Deserialize a stream or string of JSON data.
"""
if not isinstance(stream_or_string, (bytes, six.string_types)):
stream_or_string = stream_or_string.read()
if isinstance(stream_or_string, bytes):
stream_or_string = stream_or_string.decode('utf-8')
try:
objects = json.loads(stream_or_string)
for obj in PythonDeserializer(objects, **options):
yield obj
except GeneratorExit:
raise
except Exception as e:
# Map to deserializer error
six.reraise(DeserializationError, DeserializationError(e), sys.exc_info()[2])
The code below is the problem. The json
module in the stdlib only accepts string, and cant not handle stream lazily. So django load all the content of a json file into the memory.
stream_or_string = stream_or_string.read()
objects = json.loads(stream_or_string)
You could optimize those code with py-yajl. py-yajl creates an alternative to the built in json.loads and json.dumps using yajl.
I ran into this problem migrating data from a Microsoft SQL Server to PostgreSQL, so sqldump
and pg_dump
weren't an option for me. I split my json fixtures into chunks that would fit in memory (about 1M rows for a wide table and 64GB ram).
def dump_json(model, batch_len=1000000):
"Dump database records to a json file in Django fixture format, one file for each batch of 1M records"
JSONSerializer = serializers.get_serializer("json")
jser = JSONSerializer()
for i, partial_qs in enumerate(util.generate_slices(model.objects.all(), batch_len=batch_len)):
with open(model._meta.app_label + '--' + model._meta.object_name + '--%04d.json' % i, 'w') as fpout:
jser.serialize(partial_qs, indent=1, stream=fpout)

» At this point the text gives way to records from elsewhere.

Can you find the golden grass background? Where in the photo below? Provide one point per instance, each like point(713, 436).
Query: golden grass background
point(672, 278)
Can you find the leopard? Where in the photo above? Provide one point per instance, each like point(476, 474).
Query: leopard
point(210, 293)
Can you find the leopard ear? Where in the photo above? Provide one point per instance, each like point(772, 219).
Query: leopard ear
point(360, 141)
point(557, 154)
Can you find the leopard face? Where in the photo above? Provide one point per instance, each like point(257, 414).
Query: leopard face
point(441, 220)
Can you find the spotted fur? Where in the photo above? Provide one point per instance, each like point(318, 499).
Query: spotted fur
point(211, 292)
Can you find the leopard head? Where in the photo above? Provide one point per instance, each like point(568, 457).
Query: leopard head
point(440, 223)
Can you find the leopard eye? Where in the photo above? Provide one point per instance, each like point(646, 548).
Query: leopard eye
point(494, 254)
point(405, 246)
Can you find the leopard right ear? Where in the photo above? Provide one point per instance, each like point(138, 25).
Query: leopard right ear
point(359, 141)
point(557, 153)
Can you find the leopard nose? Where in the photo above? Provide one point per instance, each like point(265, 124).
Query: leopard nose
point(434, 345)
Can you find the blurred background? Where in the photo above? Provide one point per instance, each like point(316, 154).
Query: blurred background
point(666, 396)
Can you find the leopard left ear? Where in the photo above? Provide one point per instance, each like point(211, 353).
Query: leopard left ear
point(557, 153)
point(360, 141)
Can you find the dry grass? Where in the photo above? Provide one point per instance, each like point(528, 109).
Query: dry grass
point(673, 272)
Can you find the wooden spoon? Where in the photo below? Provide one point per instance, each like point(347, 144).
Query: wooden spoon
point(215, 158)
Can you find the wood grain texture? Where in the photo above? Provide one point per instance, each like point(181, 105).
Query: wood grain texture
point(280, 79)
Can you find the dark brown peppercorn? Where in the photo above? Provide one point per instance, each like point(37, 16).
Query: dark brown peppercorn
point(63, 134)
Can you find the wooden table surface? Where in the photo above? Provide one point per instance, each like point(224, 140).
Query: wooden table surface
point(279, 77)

You can then load them with manage.py loaddata <app_name>--<model_name>*.json
. But in my case I had to first sed
the files to change the model and app names so they'd load to the right database. I also nulled the pk because I'd changed the pk to be an AutoField
(best practice for django).
sed -e 's/^\ \"pk\"\:\ \".*\"\,/"pk": null,/g' -i *.json
sed -e 's/^\ \"model\"\:\ \"old_app_name\.old_model_name\"\,/\ \"model\"\:\ "new_app_name\.new_model_name\"\,/g' -i *.json
You might find pug useful. It's a FOSS python package of similarly hacky tools for handling large migration and data mining tasks in django.